The morning before I entered first grade--kindergarten had yet to reach small-town Indiana--my parents drove me to the county courthouse in Valparaiso. In a room with an impossibly high ceiling, the judge granted me a new last name to replace one I didn’t even know I had.
After court, we stopped at an ice cream parlor. As I gobbled a mocha chip sundae, my parents instructed me not to tell my little sister my mother had been married before, or that I was only her half-brother. Instant glee! I had a secret to hold over her.
Except for that day, my parentage was never openly discussed. My mother, Lee, had been married to a silk-screen artist named Milan when I was conceived. We received child support from him for a few years, even though she had gotten remarried to Bill, the only Dad I knew.
Still, as a teenager I realized my evolving looks were being scrutinized for a family game of “Who’s Your Daddy?” Unlike Milan, I didn’t look Serbian. Unlike Bill, I didn’t look Eastern European Jewish. Both of them had dark hair. I resembled my maternal uncles Bud and Norman —light-skinned, light-haired, with ancestry they called early American.
Vlae, Bill, Tempra, Lee, Christmas 1962
Bud, Dad, Norman, my Grandfather Lyle --When lapel pulling was the height of style
Once a great-aunt on Dad’s side, visiting from Canada, remarked on my similarity with blond relatives she remembered from Ukraine. But Aunt Freda, a practical immigrant who had little use for my artistically minded Mother, couldn’t see any resemblance to their family.
I can’t say I wondered about it much, except for this: If Dad wasn’t my real father, was I still half-Jewish, or all Christian? Neither of my parents was religious, but they had relatives who were, and the two families were never invited over at the same time.
One night when I was a teenager, my father came home from a long day at his import crafts store. Mother was just back from a horseback ride. Dinner was not being prepared. A vodka martini or two later, the fight began. A hand-crafted Tonala serving dish, bought back from Mexico by my father, flew through the air and shattered against the wall.
“You know she was married before, right?” Dad yelled. “She doesn’t work and she doesn’t keep house either. She acted the same way with her first husband.”
My sister ran to her room, crying. The secret was out. A few years later, they divorced. Neither remarried.
In the 1990s, Dad retired to New Mexico. He had house built and furnished it with Mexican and Native American crafts. Mother visited him for extended periods in the winter. They liked to cross the border at Juarez, shop for hand-crafted furniture and decorations, and hit up Chihuahua Charlie’s for margaritas. They would return buzzed to Las Cruces, get into an argument, and retire to separate floors. She wanted to move in. He said no.

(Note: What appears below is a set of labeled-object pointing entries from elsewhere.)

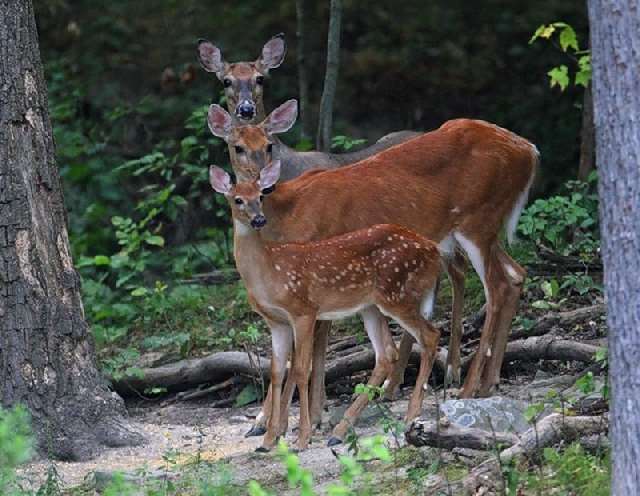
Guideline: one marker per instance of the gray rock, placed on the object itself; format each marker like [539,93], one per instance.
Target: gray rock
[501,414]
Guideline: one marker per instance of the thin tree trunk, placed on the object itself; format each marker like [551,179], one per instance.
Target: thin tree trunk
[587,137]
[615,41]
[325,120]
[303,75]
[46,355]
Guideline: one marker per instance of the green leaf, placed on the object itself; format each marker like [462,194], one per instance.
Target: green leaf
[568,39]
[155,240]
[139,292]
[543,31]
[560,76]
[101,260]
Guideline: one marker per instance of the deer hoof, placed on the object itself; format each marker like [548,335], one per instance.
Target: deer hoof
[256,430]
[334,441]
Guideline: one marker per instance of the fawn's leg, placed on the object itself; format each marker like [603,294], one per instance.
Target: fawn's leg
[281,340]
[317,394]
[428,338]
[386,356]
[303,327]
[455,268]
[259,426]
[515,275]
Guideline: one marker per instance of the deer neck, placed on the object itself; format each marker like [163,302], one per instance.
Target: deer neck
[252,258]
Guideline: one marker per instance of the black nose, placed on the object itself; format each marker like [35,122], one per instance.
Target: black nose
[245,110]
[258,221]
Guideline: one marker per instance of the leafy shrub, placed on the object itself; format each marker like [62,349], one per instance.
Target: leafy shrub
[15,446]
[568,222]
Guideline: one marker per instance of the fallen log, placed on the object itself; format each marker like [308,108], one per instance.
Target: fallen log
[431,433]
[564,320]
[544,348]
[548,432]
[192,372]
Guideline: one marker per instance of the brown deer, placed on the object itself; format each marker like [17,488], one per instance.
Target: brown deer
[292,285]
[244,92]
[458,185]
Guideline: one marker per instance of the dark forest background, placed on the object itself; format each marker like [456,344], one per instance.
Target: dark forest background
[128,102]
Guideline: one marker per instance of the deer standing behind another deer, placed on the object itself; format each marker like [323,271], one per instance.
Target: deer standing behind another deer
[292,285]
[244,85]
[458,185]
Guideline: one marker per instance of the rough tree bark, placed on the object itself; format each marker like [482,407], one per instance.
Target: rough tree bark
[46,354]
[615,45]
[302,8]
[325,119]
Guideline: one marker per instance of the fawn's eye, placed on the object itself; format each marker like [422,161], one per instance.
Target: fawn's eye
[268,190]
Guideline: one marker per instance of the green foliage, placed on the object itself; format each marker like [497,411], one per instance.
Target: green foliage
[572,471]
[568,41]
[15,446]
[567,222]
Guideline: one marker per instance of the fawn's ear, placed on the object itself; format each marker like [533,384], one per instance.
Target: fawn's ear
[210,57]
[219,179]
[282,118]
[220,122]
[269,175]
[273,53]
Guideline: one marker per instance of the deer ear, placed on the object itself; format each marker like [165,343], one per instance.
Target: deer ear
[210,57]
[219,179]
[269,175]
[273,53]
[282,118]
[220,122]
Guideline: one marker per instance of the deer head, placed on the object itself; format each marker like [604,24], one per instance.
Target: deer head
[245,198]
[252,145]
[243,81]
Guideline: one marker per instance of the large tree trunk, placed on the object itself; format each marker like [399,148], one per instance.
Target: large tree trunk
[587,137]
[302,12]
[615,42]
[46,355]
[325,120]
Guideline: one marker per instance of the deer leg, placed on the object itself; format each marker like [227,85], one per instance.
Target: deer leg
[429,338]
[397,375]
[455,268]
[386,356]
[303,334]
[281,340]
[480,256]
[515,275]
[317,394]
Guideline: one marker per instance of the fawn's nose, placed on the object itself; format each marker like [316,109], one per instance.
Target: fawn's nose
[258,221]
[245,110]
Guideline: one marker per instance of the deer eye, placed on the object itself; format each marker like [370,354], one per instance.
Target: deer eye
[270,189]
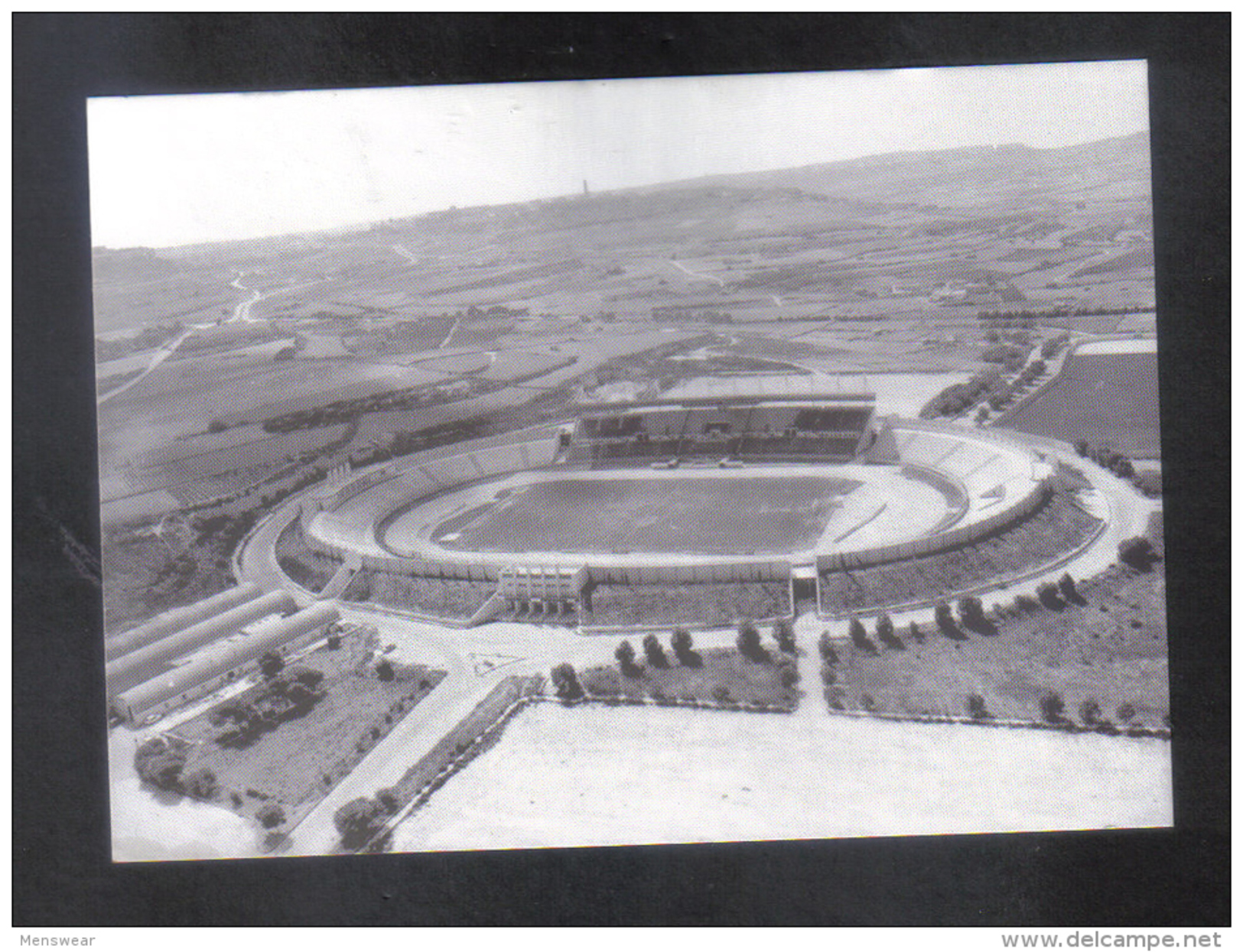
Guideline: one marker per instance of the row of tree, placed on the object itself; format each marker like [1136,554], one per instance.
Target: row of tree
[1105,457]
[284,697]
[971,616]
[362,818]
[1058,312]
[958,398]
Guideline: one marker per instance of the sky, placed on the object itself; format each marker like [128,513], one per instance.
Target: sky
[171,171]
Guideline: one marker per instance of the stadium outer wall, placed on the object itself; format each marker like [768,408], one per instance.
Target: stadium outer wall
[477,466]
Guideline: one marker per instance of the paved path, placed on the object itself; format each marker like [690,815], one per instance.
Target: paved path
[686,271]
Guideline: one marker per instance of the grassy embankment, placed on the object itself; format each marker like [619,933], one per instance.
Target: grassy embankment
[717,676]
[1057,527]
[358,709]
[1101,654]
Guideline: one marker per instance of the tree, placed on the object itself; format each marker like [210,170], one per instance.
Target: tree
[1137,552]
[749,643]
[387,797]
[1048,594]
[828,653]
[272,664]
[885,633]
[785,634]
[358,820]
[626,660]
[976,707]
[859,635]
[971,610]
[1052,709]
[1089,713]
[945,622]
[682,645]
[202,783]
[1067,586]
[654,651]
[161,768]
[565,680]
[270,816]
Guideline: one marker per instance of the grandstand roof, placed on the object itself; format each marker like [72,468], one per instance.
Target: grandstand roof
[769,388]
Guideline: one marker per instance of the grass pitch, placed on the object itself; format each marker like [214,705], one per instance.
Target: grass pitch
[709,516]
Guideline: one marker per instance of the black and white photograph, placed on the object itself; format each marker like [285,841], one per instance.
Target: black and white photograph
[495,465]
[639,461]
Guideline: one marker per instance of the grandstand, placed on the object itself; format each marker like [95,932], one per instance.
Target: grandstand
[721,421]
[604,530]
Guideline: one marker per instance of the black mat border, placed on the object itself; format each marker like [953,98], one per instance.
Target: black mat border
[61,869]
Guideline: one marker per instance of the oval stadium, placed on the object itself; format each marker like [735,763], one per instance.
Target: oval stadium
[695,508]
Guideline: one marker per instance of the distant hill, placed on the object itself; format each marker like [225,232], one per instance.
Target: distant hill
[966,177]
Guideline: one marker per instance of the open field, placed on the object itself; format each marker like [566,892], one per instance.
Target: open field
[1108,646]
[593,776]
[699,515]
[477,321]
[357,711]
[721,676]
[1057,527]
[1103,398]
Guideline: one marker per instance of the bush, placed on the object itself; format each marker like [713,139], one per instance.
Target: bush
[358,820]
[163,769]
[272,664]
[387,797]
[828,653]
[945,622]
[1067,586]
[654,651]
[976,707]
[749,643]
[859,636]
[971,610]
[885,633]
[1137,552]
[1053,709]
[202,783]
[565,680]
[1048,594]
[785,634]
[1149,482]
[624,655]
[1089,713]
[682,644]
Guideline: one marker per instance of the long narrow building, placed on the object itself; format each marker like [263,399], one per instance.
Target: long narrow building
[178,619]
[218,668]
[148,661]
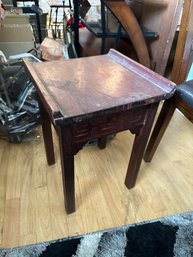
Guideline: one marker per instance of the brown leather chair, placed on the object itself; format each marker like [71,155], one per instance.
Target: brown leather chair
[182,71]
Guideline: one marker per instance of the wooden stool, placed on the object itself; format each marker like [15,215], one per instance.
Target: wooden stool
[92,97]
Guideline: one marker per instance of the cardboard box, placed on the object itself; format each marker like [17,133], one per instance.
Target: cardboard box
[16,35]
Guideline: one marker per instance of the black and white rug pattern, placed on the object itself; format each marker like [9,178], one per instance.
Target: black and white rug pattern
[168,237]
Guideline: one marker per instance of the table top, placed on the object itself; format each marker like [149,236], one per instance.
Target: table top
[80,87]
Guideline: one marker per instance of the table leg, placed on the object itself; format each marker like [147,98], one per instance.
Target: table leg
[67,164]
[139,147]
[47,134]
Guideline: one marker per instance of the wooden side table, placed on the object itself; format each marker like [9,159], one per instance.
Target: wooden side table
[90,98]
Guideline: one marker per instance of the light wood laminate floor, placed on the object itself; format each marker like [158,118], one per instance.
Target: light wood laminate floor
[31,197]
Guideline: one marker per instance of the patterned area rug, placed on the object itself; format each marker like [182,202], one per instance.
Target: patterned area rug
[168,237]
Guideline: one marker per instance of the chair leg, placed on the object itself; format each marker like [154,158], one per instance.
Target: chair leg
[102,142]
[164,118]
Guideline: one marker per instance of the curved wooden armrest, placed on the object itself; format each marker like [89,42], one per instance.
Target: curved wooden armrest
[129,22]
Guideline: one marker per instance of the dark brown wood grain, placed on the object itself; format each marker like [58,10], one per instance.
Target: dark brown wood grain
[179,73]
[95,97]
[129,22]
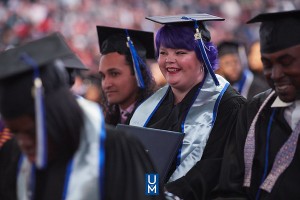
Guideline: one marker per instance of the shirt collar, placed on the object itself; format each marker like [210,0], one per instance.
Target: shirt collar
[129,109]
[278,103]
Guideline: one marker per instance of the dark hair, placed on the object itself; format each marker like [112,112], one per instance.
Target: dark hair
[118,44]
[182,37]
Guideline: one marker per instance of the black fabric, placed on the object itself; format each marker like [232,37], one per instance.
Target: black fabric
[203,177]
[125,168]
[113,39]
[258,85]
[184,19]
[228,47]
[231,179]
[126,164]
[278,30]
[42,52]
[9,156]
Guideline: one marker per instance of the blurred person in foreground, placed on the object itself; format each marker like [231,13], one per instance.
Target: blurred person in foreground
[262,160]
[233,66]
[195,102]
[67,152]
[126,80]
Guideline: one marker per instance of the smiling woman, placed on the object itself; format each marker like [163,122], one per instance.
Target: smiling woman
[195,102]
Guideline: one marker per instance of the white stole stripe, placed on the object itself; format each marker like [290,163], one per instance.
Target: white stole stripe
[84,178]
[198,123]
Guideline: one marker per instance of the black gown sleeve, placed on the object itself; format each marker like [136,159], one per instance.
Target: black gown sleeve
[230,184]
[203,177]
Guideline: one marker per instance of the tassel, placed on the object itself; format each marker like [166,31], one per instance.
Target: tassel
[41,135]
[137,61]
[201,45]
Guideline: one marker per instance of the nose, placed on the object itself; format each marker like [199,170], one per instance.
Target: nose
[170,59]
[106,83]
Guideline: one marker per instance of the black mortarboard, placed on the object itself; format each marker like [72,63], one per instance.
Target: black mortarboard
[228,47]
[184,19]
[278,30]
[113,39]
[24,84]
[139,45]
[42,51]
[201,32]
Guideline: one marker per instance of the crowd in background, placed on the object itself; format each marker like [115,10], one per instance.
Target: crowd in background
[24,20]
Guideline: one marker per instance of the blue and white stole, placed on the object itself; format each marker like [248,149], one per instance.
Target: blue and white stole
[197,124]
[84,174]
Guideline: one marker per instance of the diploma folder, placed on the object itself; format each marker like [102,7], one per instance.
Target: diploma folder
[161,145]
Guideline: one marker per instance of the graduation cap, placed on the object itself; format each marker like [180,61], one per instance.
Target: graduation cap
[202,33]
[42,51]
[20,69]
[138,44]
[278,30]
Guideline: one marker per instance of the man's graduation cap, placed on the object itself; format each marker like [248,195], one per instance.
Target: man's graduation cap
[202,33]
[278,30]
[20,69]
[138,44]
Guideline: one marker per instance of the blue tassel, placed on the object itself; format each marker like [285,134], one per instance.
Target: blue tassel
[41,135]
[200,43]
[137,61]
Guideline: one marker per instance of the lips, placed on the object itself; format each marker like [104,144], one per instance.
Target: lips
[172,69]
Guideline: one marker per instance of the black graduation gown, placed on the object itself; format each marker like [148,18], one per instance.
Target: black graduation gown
[231,180]
[257,86]
[9,156]
[200,180]
[126,164]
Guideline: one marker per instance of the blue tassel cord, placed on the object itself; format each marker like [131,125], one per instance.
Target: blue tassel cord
[137,63]
[201,46]
[41,135]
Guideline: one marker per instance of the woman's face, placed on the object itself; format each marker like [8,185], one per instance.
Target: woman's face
[180,67]
[282,71]
[24,130]
[118,82]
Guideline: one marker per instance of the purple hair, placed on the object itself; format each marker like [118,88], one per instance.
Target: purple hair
[182,37]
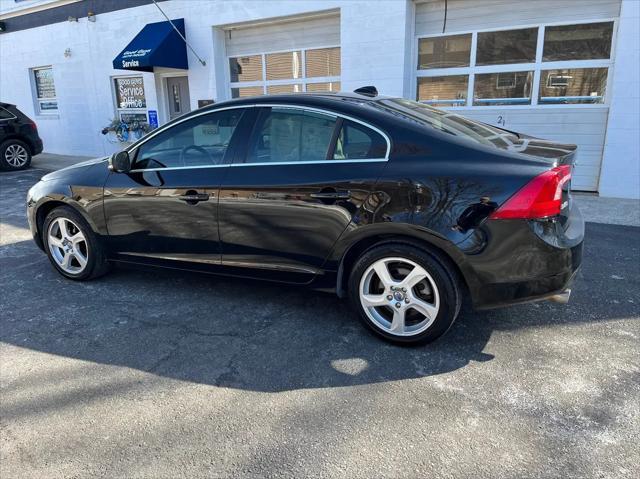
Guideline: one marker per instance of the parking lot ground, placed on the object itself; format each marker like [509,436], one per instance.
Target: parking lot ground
[169,374]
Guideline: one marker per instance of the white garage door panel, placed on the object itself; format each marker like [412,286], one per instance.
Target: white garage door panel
[466,15]
[583,127]
[309,33]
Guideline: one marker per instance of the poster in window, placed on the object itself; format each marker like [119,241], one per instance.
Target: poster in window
[130,93]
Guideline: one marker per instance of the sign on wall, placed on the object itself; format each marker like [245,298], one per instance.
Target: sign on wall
[130,92]
[44,83]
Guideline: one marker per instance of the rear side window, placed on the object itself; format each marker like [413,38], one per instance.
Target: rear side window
[357,142]
[199,141]
[289,135]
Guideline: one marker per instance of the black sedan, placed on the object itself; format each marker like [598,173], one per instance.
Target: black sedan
[403,208]
[19,139]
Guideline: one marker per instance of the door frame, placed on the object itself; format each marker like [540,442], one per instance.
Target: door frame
[163,89]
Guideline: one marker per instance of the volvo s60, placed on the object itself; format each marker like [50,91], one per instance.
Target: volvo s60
[403,208]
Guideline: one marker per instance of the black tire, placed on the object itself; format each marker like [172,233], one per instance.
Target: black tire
[96,264]
[5,154]
[442,274]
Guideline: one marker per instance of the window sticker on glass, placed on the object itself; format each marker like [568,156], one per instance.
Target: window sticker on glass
[130,92]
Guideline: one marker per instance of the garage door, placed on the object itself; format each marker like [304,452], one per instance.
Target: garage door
[541,68]
[284,57]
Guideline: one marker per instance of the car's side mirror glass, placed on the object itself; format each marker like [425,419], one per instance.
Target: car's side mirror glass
[120,162]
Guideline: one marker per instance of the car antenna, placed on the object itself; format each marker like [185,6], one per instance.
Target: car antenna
[369,90]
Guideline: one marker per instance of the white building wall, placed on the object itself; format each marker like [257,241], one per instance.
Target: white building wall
[620,175]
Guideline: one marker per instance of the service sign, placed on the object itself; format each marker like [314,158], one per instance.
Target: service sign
[130,92]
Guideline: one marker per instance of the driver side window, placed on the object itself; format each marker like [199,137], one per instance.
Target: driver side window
[199,141]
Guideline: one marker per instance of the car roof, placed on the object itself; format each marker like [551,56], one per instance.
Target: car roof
[328,98]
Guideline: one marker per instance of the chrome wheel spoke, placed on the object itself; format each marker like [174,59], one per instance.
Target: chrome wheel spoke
[16,155]
[80,258]
[66,261]
[55,241]
[416,275]
[398,323]
[424,308]
[382,271]
[62,224]
[77,238]
[373,300]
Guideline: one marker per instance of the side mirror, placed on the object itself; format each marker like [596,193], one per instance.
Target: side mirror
[120,162]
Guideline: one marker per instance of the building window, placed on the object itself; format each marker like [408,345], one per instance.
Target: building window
[322,62]
[313,70]
[506,47]
[510,67]
[45,90]
[511,88]
[444,52]
[577,85]
[246,68]
[590,41]
[448,90]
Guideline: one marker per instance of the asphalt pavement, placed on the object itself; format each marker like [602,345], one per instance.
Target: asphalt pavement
[166,374]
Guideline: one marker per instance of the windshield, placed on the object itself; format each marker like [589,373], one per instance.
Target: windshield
[451,123]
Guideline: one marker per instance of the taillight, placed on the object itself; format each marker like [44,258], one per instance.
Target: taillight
[540,198]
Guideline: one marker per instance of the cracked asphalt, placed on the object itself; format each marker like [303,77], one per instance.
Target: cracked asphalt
[160,374]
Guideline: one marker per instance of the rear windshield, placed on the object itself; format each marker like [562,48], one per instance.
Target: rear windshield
[450,123]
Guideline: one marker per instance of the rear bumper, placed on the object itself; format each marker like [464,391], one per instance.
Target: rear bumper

Dad, who had started smoking as a nine-year-old dead end kid, developed lung cancer. That summer, he finally brought up the unmentionable subject.
Genetic testing was just becoming readily available. “I thought about getting the test and having you get one, but at this point it doesn’t make any difference.”
I agreed. Milan had rejected my inquiries when I was a young man, so screw him. Either way, I only had one Dad.
After Dad died, Mother moved into the house my sister and I had inherited. She made it even more of a showpiece as well as a shrine to him.
In 2011, when she was eighty-two and I was fifty-seven, she poured my coffee into a Tonala mug on the deck overlooking the saw-toothed Organ Mountains.
“Vlae, I had the test done and I paid for one for you too.”
For the first time, she told me the story. During World War II, she, Bill, and Milan began working together at Chicago’s Polk Brothers electronics store. A love triangle developed.
At seventeen, she married Milan, a decade older. She didn’t love him but was taken by his Old World courtship and her desire to get out of the house of her autocratic father. Her mother cried.
Still, she never lost contact with Bill. When he returned from the Army, they picked up on their old affair. In July 1953, she packed up her bags and they hightailed it to a summer hotel in the Indiana Dunes.
I arrived the following Easter Sunday. The timing was such she didn’t know if Milan or Bill was my father.
Now, she wanted an answer before she died. A company called 23AndMe promised to identify one’s ethnic heritage. I spit into a barcoded tube and mailed away the sample.
Three weeks later, I opened the envelope.
“Forty-three percent Northwest European, forty-three percent Eastern European Jewish, fourteen percent other.” So Dad was my Dad. I fist-pumped “Yesss...”
What would have happened if we had known when I was growing up? Maybe he wouldn’t have been so distant. Maybe I would have felt Jewish instead of celebrating Christmas and ignoring religion the other 364 days.
I phoned Mother. She started to cry.
“I wish Bill could hear this,” she said. “It would have meant so much to him.”